Every now and then, a debt consolidation agency or salesperson may come around and offer a borrower the opportunity to discharge his car loans with a bonded promissory note. This might seem like a tempting option, but bonded promissory notes are often the instrument of scams and fraud. Understanding the difference between a legitimate debt arrangement, such as a promissory note, and a potential scam is important to avoiding this kind of fraud.
Using Promissory Notes
A promissory note is a debt agreement between a borrower and a lender that constitutes the legal obligation of the borrower to pay back his loan. There are multiple configurations and payment plans associated with a promissory note, but they are generally long-term debts, sometimes secured against property, that must be paid back in regular installments with interest. In theory, a promissory note could be used to pay another debt -- federal reserve notes are actually promissory notes -- but few creditors accept them as legal tender in lieu of cash.
Bonded Promissory Note
A contract or debt is bonded if it is secured by a indemnity bond purchased by the borrower. An indemnity bond is a type of insurance policy that covers the losses of the creditor in the event that the borrower fails to make good on his obligation. Indemnity bonds are offered by a surety, or a third party that agrees to make good on the contract or note in the borrower's behalf.
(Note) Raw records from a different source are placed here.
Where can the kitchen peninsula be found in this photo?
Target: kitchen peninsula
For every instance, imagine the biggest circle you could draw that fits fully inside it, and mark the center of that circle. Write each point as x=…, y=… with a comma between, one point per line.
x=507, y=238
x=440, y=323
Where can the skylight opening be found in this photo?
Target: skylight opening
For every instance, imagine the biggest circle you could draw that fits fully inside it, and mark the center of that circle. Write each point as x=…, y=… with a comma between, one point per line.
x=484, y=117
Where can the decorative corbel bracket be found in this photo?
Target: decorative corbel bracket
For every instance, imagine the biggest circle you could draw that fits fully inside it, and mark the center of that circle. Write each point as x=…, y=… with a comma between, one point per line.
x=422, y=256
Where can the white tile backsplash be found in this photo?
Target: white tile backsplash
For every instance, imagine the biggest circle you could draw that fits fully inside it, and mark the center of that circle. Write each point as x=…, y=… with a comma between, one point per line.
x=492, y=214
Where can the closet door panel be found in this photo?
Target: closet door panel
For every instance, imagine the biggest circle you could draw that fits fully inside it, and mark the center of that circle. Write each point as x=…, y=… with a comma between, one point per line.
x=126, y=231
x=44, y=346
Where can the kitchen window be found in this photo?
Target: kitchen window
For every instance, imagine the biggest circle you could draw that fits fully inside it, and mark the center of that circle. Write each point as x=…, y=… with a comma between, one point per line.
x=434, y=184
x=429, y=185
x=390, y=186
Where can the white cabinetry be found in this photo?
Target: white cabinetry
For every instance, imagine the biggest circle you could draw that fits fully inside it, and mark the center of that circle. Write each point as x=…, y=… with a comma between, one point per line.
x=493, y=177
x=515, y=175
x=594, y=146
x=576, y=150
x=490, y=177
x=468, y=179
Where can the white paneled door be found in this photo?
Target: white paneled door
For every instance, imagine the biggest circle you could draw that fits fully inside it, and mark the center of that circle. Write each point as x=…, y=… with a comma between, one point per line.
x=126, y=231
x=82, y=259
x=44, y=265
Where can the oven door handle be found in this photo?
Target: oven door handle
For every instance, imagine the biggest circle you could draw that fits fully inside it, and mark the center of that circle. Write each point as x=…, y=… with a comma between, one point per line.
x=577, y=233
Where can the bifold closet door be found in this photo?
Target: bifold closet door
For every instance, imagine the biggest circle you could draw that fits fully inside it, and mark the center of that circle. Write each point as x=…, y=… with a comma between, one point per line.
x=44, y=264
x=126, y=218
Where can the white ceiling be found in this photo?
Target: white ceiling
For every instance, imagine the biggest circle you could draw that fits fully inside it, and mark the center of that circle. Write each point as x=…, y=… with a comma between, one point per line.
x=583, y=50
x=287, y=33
Bonded Promissory Notes in Scams
Borrowers should be highly wary of anyone offering them the opportunity to discharge their car loans or any other debts with a bonded promissory note. In the past, scammers have been able to use these instruments to defraud borrowers and creditors, due to the difficulty in verifying a bond. Creditors usually do not accept bonded promissory notes as payment for a car loan, as they must be able to collect cash to fulfill the borrower's obligations. Many bonded promissory notes are not only unsecured by a bond, they're often not even legally valid documents. Those using them to try to discharge a debt can, in some cases, face criminal penalties.
Discharging Car Loans in Bankruptcy
In most cases, full payment in cash is the only viable way to discharge a car note. In some cases, the borrower is released from a car loan through the process of bankruptcy, though these situations usually require the borrower to surrender the vehicle. This is because the car loan is usually secured against the vehicle as an asset, giving the lender the right of repossession in the case of default. In Chapter 13 bankruptcy, loan discharges are generally associated with a court-ordered debt payment plan.